As for the birds you’ll rarely if ever see flying in circles – those are usually small and woodland species of birds that neither migrate, fly in flocks, nor prey on others from high above. Such birds are small enough to not need the energy conservation effect offered by thermals and they prefer to hide in the forest when chased by predators.
That being said, given a specific situation, any bird can and will circle the air for the right reason – it’s just too convenient of a flight pattern not to.
What is the spiritual meaning of birds flying in a circle?
With all of the above being said, it’s clear that birds flying in a circle can have varying spiritual meanings. Depending on how you choose to look at it, it could be a good sign indicating wisdom, prosperity, and good fortune, or it can be a good omen for a successful and united future.
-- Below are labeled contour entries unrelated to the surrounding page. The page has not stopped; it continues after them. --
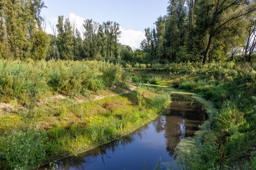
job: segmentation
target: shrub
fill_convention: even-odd
[[[1,138],[0,152],[12,169],[27,170],[41,165],[45,157],[44,131],[34,128],[13,131]]]

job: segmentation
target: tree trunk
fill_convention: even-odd
[[[205,63],[206,62],[207,57],[208,55],[208,52],[209,52],[209,50],[210,49],[210,46],[211,46],[211,42],[212,38],[212,36],[210,35],[210,36],[209,37],[209,40],[208,40],[208,44],[207,45],[207,47],[206,47],[206,49],[205,50],[205,52],[204,52],[204,59],[203,61],[203,64],[205,64]]]

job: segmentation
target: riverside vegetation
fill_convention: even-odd
[[[127,74],[108,62],[2,60],[0,68],[8,104],[0,111],[1,169],[35,168],[109,142],[170,101],[153,89],[126,91]]]
[[[199,143],[188,148],[178,146],[176,154],[181,168],[255,169],[256,64],[189,62],[171,63],[162,69],[165,73],[137,69],[132,80],[196,92],[214,101],[219,109],[210,128],[198,139]]]
[[[168,3],[133,50],[116,22],[78,28],[61,15],[51,35],[42,0],[0,1],[0,169],[35,168],[153,119],[169,97],[129,90],[131,81],[198,93],[219,109],[200,143],[178,147],[181,168],[255,169],[255,1]]]

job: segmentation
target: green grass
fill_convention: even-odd
[[[195,139],[185,138],[178,145],[176,154],[180,168],[255,169],[252,150],[256,143],[254,65],[232,62],[204,65],[173,63],[169,76],[160,74],[162,78],[157,84],[197,93],[214,101],[219,109],[217,114],[206,121],[207,128],[203,127],[205,123],[200,127],[204,130],[195,133]],[[138,72],[132,76],[133,81],[136,78],[135,81],[146,83],[144,80],[152,77]]]
[[[51,162],[109,142],[154,119],[170,100],[169,96],[163,92],[139,87],[127,94],[96,101],[75,103],[72,99],[65,98],[40,104],[31,112],[30,121],[25,124],[29,125],[27,132],[34,131],[35,135],[26,144],[35,146],[37,139],[42,138],[43,143],[40,144],[43,146],[42,158],[39,159],[36,156],[37,154],[31,152],[29,157],[34,155],[35,161],[23,165],[13,158],[23,159],[22,154],[26,156],[26,153],[20,154],[15,150],[8,152],[5,141],[11,141],[14,144],[18,143],[17,147],[23,147],[20,142],[21,136],[27,136],[26,132],[18,138],[12,135],[16,131],[20,133],[16,130],[19,129],[16,125],[9,127],[2,136],[5,142],[0,145],[0,167],[13,169],[16,164],[19,166],[17,168],[29,169],[43,162]],[[22,123],[26,119],[21,119]]]

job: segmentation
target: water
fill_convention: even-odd
[[[150,170],[160,157],[165,167],[170,167],[177,145],[192,136],[207,119],[204,106],[189,96],[173,94],[172,100],[168,116],[110,143],[63,159],[57,162],[59,169],[143,170],[144,164]]]

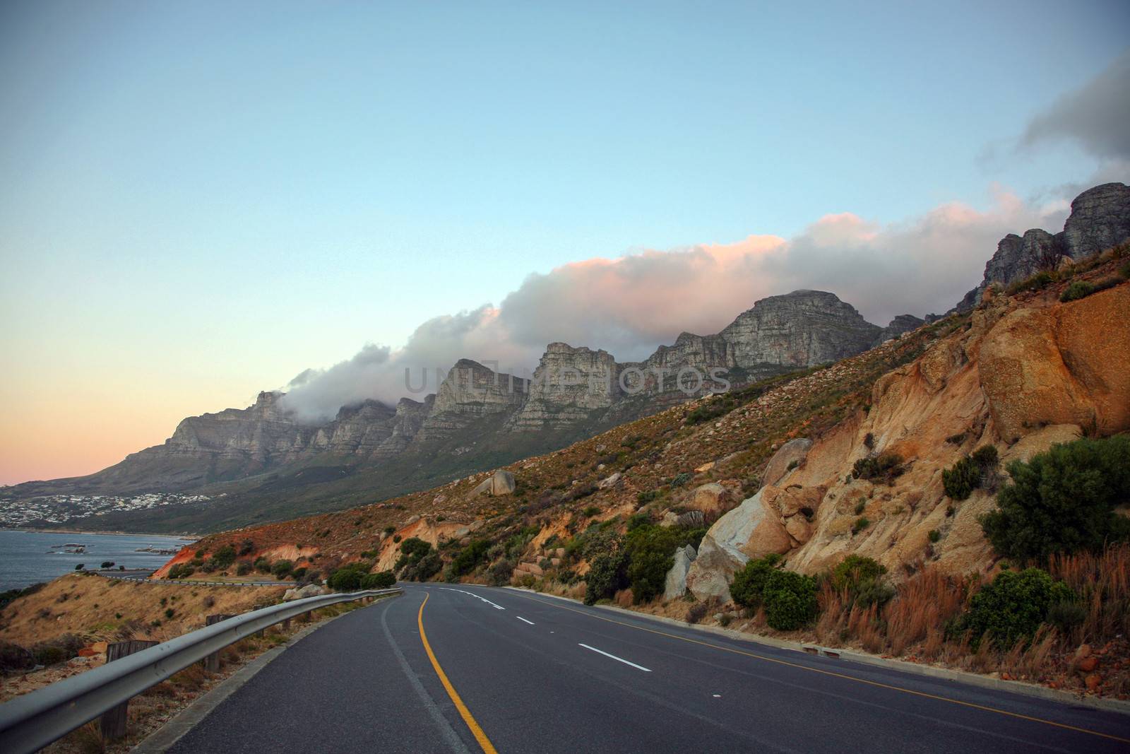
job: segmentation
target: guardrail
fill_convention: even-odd
[[[320,607],[401,593],[319,595],[236,615],[0,704],[0,751],[32,754],[229,644]]]

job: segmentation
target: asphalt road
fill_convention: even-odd
[[[1130,716],[527,592],[403,586],[288,648],[171,751],[1130,751]]]

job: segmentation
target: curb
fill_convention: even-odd
[[[534,591],[532,589],[523,589],[521,587],[502,587],[502,589],[512,589],[514,591],[524,591],[531,595],[540,595],[541,597],[551,597],[554,599],[562,599],[567,603],[573,603],[575,605],[583,604],[580,600],[572,599],[571,597],[549,595],[541,591]],[[720,636],[725,636],[728,639],[736,639],[738,641],[745,641],[753,644],[763,644],[765,647],[773,647],[775,649],[791,649],[798,652],[805,652],[806,655],[818,655],[831,659],[840,659],[840,660],[847,660],[850,662],[858,662],[860,665],[870,665],[879,668],[889,668],[893,670],[901,670],[903,673],[911,673],[920,676],[929,676],[931,678],[938,678],[941,681],[953,681],[956,683],[965,684],[967,686],[980,686],[982,688],[992,688],[994,691],[1007,691],[1014,694],[1020,694],[1023,696],[1033,696],[1035,699],[1043,699],[1052,702],[1059,702],[1061,704],[1071,704],[1076,707],[1083,705],[1096,710],[1104,710],[1107,712],[1130,714],[1130,701],[1122,701],[1119,699],[1086,696],[1069,691],[1061,691],[1059,688],[1048,688],[1046,686],[1037,686],[1036,684],[1025,683],[1023,681],[1002,681],[1000,678],[991,678],[989,676],[979,675],[976,673],[967,673],[965,670],[953,670],[950,668],[939,668],[933,665],[919,665],[918,662],[906,662],[903,660],[896,660],[894,658],[878,657],[876,655],[867,655],[864,652],[859,652],[855,650],[832,649],[828,647],[820,647],[819,644],[806,644],[798,641],[774,639],[772,636],[759,636],[757,634],[749,634],[749,633],[744,633],[741,631],[734,631],[733,629],[722,629],[721,626],[696,625],[694,623],[687,623],[686,621],[669,618],[663,615],[637,613],[635,610],[617,607],[616,605],[590,605],[589,607],[596,607],[602,610],[609,610],[611,613],[620,613],[623,615],[631,615],[637,618],[647,618],[651,621],[655,621],[658,623],[666,623],[668,625],[678,626],[680,629],[693,629],[695,631],[701,631],[703,633],[713,633]]]
[[[389,597],[395,598],[402,595],[403,592],[400,592],[399,595],[389,595]],[[377,605],[381,601],[383,600],[377,599],[373,603],[373,605]],[[353,610],[350,610],[350,613]],[[191,704],[173,716],[165,725],[138,742],[137,746],[130,749],[130,754],[164,754],[164,752],[172,748],[176,742],[181,740],[181,738],[183,738],[190,730],[195,728],[197,725],[208,717],[214,709],[219,707],[224,700],[237,692],[249,681],[254,678],[260,670],[267,667],[279,655],[285,652],[287,648],[305,639],[322,626],[329,625],[346,615],[349,615],[349,613],[342,613],[324,621],[319,621],[314,625],[306,626],[302,631],[292,635],[287,639],[285,644],[279,644],[278,647],[268,649],[266,652],[220,681],[207,693],[195,699]]]

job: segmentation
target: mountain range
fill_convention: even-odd
[[[1128,237],[1130,188],[1089,189],[1072,202],[1062,232],[1031,229],[1002,239],[982,281],[955,310],[972,307],[993,284],[1011,284]],[[205,531],[337,510],[555,450],[728,384],[836,362],[923,323],[903,314],[879,327],[832,293],[794,291],[756,302],[718,333],[683,332],[643,362],[620,363],[606,350],[553,343],[525,380],[460,359],[423,400],[365,400],[322,423],[299,421],[280,400],[284,393],[264,391],[247,408],[188,417],[163,444],[102,471],[29,482],[5,494],[19,500],[193,492],[211,499],[110,513],[84,525],[98,529]],[[676,382],[687,367],[705,379],[688,374],[684,391]]]

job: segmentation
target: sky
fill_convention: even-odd
[[[0,5],[0,484],[796,288],[945,311],[1130,179],[1130,6],[910,5]]]

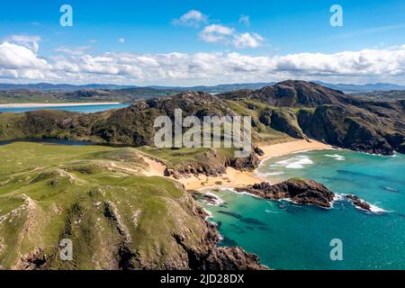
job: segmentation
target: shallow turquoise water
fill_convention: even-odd
[[[2,108],[0,107],[0,112],[24,112],[28,111],[35,111],[35,110],[64,110],[69,112],[82,112],[87,113],[93,113],[97,112],[102,112],[105,110],[117,109],[117,108],[125,108],[128,107],[128,104],[94,104],[94,105],[77,105],[77,106],[50,106],[50,107],[7,107]]]
[[[314,179],[339,194],[354,194],[386,211],[371,214],[346,201],[332,209],[270,202],[230,190],[205,206],[220,224],[221,245],[240,246],[281,269],[404,269],[405,157],[318,150],[265,161],[271,179]],[[266,176],[266,174],[269,174]],[[331,239],[343,241],[343,261],[329,256]]]

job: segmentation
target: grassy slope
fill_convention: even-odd
[[[0,147],[0,266],[21,268],[32,258],[48,268],[180,266],[173,235],[187,235],[186,242],[196,245],[205,226],[192,216],[194,203],[176,183],[117,168],[142,169],[137,153],[96,146]],[[66,238],[73,241],[72,262],[58,257]],[[125,263],[128,255],[136,263]]]

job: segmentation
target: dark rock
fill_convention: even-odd
[[[259,148],[258,147],[255,147],[253,148],[253,151],[255,151],[256,155],[257,156],[264,156],[265,155],[265,151],[263,151],[261,148]]]
[[[371,205],[356,195],[346,195],[345,197],[348,199],[356,207],[372,212]]]
[[[323,184],[306,179],[290,179],[274,185],[263,182],[245,188],[237,188],[237,190],[265,199],[288,198],[298,203],[314,204],[325,208],[331,206],[334,198],[334,194]]]

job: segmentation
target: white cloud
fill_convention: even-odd
[[[257,33],[238,33],[235,29],[220,24],[206,26],[199,36],[206,42],[220,42],[237,49],[257,48],[265,41]]]
[[[174,19],[174,25],[198,27],[208,22],[208,16],[197,10],[190,10],[178,19]]]
[[[0,68],[5,69],[37,68],[49,67],[46,60],[37,58],[32,50],[22,46],[3,42],[0,44]]]
[[[6,41],[22,45],[34,53],[38,52],[40,49],[40,36],[30,36],[30,35],[11,35],[5,39]]]
[[[257,48],[263,44],[265,39],[257,33],[242,33],[235,36],[233,44],[236,48]]]
[[[224,25],[212,24],[206,26],[201,32],[200,38],[206,42],[227,42],[229,37],[235,33],[235,30]]]
[[[87,51],[91,48],[92,47],[90,45],[75,47],[75,48],[70,48],[70,47],[67,47],[67,46],[60,46],[60,47],[58,47],[55,50],[55,51],[62,52],[62,53],[66,53],[66,54],[71,54],[71,55],[83,55],[83,54],[86,53],[86,51]]]
[[[250,17],[248,15],[240,15],[239,23],[242,23],[246,26],[250,26]]]
[[[221,32],[220,35],[230,33],[222,28],[212,31]],[[244,36],[239,45],[256,45],[250,42],[250,36],[255,37],[253,34]],[[87,51],[86,54],[63,52],[44,58],[22,45],[4,41],[0,44],[0,78],[2,82],[29,80],[165,86],[286,78],[405,84],[405,45],[334,54],[295,53],[272,57],[237,52],[109,52],[92,55]]]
Or, you can see it as an omen for bad luck instead of good luck if the sight of vultures circling a carcass freaks you out too much. We don’t really see it that way, however, as even in this latter case, the vultures are helping keep our environment clean and hygienic.
And, in most other cases, bird circling in the same spot is about migration, rather than anything else which is very much in line with their symbolism as heaven’s messengers.
In conclusion – no, birds flying in a circle near you isn’t a bad sign
Birds flying in a circle can seem puzzling at first but it actually is one of the most normal things in nature. We have a lot of myths and misconceptions about it because people even just a few generations before us didn’t have enough scientific understanding to figure out why birds do that – they only knew that sometimes birds circle prey or dead animal carcasses.
Today, however, we know that birds tend to fly in circles for many reasons, each more normal and harmless than the other. So, there is no bad symbolism in that – if anything, it’s one of the many cool things we love about birds.